The bottom line is that the vast amounts of moderate-cost near-term domestic emissions reductions strategies – energy efficiency, conservation, replacing coal power with natural gas-fired power, wind power, biomass cofiring, concentrated solar thermal power, recycled energy, geothermal, and hydro power (see “An introduction to the core climate solutions“) – will be available at $15/ton or less (in quantity) in 2020 (see “Game changer, Part 2: Why unconventional natural gas makes the 2020 Waxman-Markey target so damn easy and cheap to meet“).

And that brings us directly to the second and far graver flaw – the 2020 target is too weak (see here).  Given the lost 8 years of the Bush administration, it was inevitable that a bill which doesn’t even impose a cap until 2012 could not have the same 2020 target (compared to 1990 levels) than the Europeans are considering.

That means we’re going to build too much polluting crap in the next decade.  That means we’ll have to go back and unbuild it at some point.  More expensive, sure, than doing it right the first time, but no more difficult than deploying the dozen or so accelerated stabilization wedges globally in three to four decades needed to beat 450 ppm.

For me, a two-term President Obama (together with the next three Congresses) cannot solve the global warming problem, but can create the conditions that allow the next couple of presidents to do what is needed.  Or he can be thwarted, making it all but impossible for future presidents.

The only hope for stabilizing at 350 to 450 ppm is a WWII-scale and WWII-style effort as I have said many times.  And that implies a level of desperation we don’t have now (see “ What are the near-term climate Pearl Harbors?“).  When we have that desperation, probably in the 2020s, we’ll want to already have:

  • substantially dropped below the business-as-usual emissions path
  • started every major business planning for much deeper reductions
  • goosed the cleantech venture and financing community
  • put in place the entire framework for U.S. climate regulations
  • accelerated many tens of gigawatts of different types of low-carbon energy into the marketplace
  • put billions into developing advanced low-carbon technology
  • started building out the smart, green grid of the 21st century
  • trained and created millions of clean energy jobs
  • negotiated a working international climate regime
  • brought China into the process

This bill is crucial to achieving all of those vital goals.

Kudos to Nancy Pelosi and Henry Waxman and Ed Markey and President Obama – and a great many other progressive politicians and advocates – for making this historic moment happen.

Enjoy the weekend.  The really hard work – Senate passage – is next.

UPDATE: Statement from the Alliance for Climate Protection Chairman Al Gore on passage of the American Clean Energy Security (ACES) Act by the House of Representatives

Speaker Nancy Pelosi, the Leadership of the House, and Chairmen Waxman and Markey have, through their leadership, secured an important bipartisan victory for the American people.

The American Clean Energy Security (ACES) Act is one of the most important pieces of legislation Congress will ever pass.

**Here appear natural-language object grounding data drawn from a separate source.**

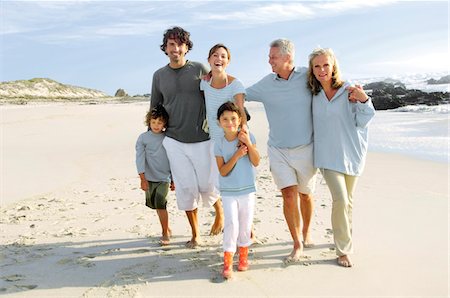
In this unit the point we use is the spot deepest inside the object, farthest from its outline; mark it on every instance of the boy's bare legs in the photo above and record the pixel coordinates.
(306, 208)
(193, 221)
(164, 220)
(217, 226)
(291, 212)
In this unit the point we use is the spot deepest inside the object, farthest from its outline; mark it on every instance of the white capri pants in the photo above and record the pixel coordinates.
(190, 164)
(238, 212)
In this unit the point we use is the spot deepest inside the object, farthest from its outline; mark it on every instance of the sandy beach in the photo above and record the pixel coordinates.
(74, 224)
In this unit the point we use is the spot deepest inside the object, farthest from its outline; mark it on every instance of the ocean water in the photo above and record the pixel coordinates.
(411, 81)
(418, 131)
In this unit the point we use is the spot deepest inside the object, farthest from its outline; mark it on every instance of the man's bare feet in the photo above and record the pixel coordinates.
(344, 261)
(294, 256)
(307, 240)
(193, 243)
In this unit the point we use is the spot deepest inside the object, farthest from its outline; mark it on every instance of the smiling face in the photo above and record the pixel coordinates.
(278, 61)
(176, 50)
(322, 66)
(219, 60)
(230, 122)
(157, 125)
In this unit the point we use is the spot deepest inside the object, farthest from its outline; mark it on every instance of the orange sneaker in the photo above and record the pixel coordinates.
(243, 258)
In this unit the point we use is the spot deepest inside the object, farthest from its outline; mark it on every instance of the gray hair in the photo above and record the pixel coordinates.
(286, 47)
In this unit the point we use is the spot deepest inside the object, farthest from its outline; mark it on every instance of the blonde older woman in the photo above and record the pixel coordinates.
(341, 115)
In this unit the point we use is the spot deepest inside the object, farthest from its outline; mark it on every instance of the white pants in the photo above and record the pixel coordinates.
(238, 212)
(190, 164)
(341, 188)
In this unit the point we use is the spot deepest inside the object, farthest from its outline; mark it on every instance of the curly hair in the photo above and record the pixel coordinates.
(157, 112)
(313, 84)
(180, 35)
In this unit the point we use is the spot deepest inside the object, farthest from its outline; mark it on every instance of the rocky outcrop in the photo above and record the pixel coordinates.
(121, 93)
(443, 80)
(387, 96)
(40, 88)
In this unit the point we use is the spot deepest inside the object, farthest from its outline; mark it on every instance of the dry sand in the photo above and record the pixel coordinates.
(73, 220)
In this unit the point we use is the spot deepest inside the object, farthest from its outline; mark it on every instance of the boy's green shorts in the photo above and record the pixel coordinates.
(155, 196)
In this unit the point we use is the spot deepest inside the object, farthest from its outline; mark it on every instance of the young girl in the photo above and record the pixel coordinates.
(153, 167)
(236, 157)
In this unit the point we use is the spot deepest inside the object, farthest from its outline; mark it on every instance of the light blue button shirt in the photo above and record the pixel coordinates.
(288, 108)
(341, 132)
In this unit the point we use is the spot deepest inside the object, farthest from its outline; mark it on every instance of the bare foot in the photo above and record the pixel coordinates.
(165, 240)
(344, 261)
(193, 243)
(294, 256)
(307, 240)
(217, 227)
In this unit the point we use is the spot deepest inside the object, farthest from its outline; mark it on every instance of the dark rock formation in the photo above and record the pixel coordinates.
(443, 80)
(120, 93)
(387, 96)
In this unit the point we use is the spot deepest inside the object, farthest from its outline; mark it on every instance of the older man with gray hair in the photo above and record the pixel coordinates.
(287, 102)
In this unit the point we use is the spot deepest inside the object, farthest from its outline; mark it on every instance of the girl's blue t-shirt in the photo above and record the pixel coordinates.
(241, 179)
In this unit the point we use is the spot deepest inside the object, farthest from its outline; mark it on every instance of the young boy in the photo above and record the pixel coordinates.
(236, 157)
(153, 167)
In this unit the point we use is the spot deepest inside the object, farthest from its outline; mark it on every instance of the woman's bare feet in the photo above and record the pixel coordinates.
(307, 240)
(165, 238)
(344, 261)
(193, 243)
(294, 256)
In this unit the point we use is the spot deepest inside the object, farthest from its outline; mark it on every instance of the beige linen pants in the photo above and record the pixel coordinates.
(341, 188)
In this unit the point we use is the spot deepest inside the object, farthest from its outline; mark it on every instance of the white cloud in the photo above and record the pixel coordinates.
(263, 14)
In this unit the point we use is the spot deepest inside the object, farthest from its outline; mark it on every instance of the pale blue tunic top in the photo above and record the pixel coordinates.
(241, 179)
(288, 108)
(151, 157)
(341, 132)
(214, 98)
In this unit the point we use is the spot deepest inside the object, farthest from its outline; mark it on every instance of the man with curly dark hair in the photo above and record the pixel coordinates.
(177, 87)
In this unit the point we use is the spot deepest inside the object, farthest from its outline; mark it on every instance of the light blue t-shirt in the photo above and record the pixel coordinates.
(341, 132)
(151, 157)
(288, 108)
(241, 179)
(214, 98)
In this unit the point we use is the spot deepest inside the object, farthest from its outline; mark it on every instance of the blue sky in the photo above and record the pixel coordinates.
(107, 45)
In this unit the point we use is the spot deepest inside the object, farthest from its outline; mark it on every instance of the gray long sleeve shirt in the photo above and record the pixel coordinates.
(151, 157)
(178, 90)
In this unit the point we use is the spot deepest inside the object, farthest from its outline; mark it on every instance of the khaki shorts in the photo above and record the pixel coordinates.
(293, 166)
(191, 166)
(155, 196)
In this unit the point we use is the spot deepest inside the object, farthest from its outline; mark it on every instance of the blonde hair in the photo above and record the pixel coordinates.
(336, 82)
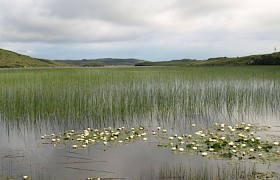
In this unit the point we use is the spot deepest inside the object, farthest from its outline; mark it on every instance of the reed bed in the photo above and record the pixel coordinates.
(119, 96)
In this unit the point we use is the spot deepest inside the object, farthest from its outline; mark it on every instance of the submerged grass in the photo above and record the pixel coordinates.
(119, 96)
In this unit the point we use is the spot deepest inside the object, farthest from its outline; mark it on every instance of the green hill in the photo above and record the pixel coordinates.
(264, 59)
(102, 62)
(10, 59)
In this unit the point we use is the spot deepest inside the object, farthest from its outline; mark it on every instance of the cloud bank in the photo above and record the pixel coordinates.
(152, 30)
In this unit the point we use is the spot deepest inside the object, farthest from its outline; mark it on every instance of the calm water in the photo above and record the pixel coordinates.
(23, 152)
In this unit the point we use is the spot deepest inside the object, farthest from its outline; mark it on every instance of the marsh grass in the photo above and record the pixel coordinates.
(121, 96)
(205, 172)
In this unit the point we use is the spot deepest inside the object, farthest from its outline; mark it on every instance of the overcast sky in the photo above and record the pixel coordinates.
(145, 29)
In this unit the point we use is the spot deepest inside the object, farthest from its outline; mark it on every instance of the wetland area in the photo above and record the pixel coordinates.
(140, 123)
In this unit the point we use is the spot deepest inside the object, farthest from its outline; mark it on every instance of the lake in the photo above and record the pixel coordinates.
(39, 108)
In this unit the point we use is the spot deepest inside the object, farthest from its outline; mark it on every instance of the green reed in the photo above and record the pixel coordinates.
(103, 96)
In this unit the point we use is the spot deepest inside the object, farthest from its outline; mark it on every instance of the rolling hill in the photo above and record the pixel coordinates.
(102, 62)
(263, 59)
(10, 59)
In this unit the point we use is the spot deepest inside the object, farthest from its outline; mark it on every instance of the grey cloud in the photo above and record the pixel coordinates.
(173, 26)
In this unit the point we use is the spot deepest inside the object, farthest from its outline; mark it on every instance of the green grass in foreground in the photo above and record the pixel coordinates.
(128, 94)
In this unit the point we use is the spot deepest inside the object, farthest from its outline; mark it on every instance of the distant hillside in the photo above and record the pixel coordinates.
(182, 62)
(102, 62)
(10, 59)
(264, 59)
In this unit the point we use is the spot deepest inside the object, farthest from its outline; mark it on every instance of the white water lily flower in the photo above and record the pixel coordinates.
(223, 138)
(84, 145)
(180, 138)
(181, 149)
(204, 154)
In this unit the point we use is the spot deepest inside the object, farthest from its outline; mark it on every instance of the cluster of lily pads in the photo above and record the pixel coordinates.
(107, 136)
(241, 141)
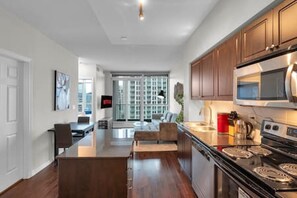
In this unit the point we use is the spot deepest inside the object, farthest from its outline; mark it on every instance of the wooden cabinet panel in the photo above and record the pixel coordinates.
(195, 80)
(227, 56)
(188, 155)
(184, 151)
(207, 70)
(257, 38)
(180, 146)
(285, 24)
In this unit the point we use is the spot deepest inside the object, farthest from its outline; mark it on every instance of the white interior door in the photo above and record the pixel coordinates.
(11, 137)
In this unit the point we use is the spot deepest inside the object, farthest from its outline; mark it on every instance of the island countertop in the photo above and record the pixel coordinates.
(102, 144)
(212, 137)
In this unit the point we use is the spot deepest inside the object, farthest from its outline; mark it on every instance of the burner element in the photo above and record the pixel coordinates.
(237, 152)
(289, 168)
(273, 174)
(258, 150)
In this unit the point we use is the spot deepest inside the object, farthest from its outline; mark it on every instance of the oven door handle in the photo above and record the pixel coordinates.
(291, 83)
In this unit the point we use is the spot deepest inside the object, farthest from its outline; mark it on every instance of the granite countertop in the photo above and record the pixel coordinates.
(212, 137)
(102, 144)
(286, 194)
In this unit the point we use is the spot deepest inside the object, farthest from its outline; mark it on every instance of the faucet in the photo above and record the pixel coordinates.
(210, 114)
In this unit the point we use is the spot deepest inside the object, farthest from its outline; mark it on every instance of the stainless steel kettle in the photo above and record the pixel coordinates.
(243, 129)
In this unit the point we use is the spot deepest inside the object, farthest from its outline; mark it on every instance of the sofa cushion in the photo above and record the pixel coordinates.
(168, 117)
(173, 117)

This comprehensive legislation will make meaningful reductions in global warming pollution, spur investment in clean energy technology, create jobs and reduce our reliance on foreign oil.

The next step is passage of this legislation by the Senate to help restore America’s leadership in the world and begin, at long last, to put in place a truly global solution to the climate crisis.

We are at an extraordinary moment, with an historic opportunity to confront one of the world’s most serious challenges. Our actions now will be remembered by this generation and all those to follow – in our own nation and others around the world.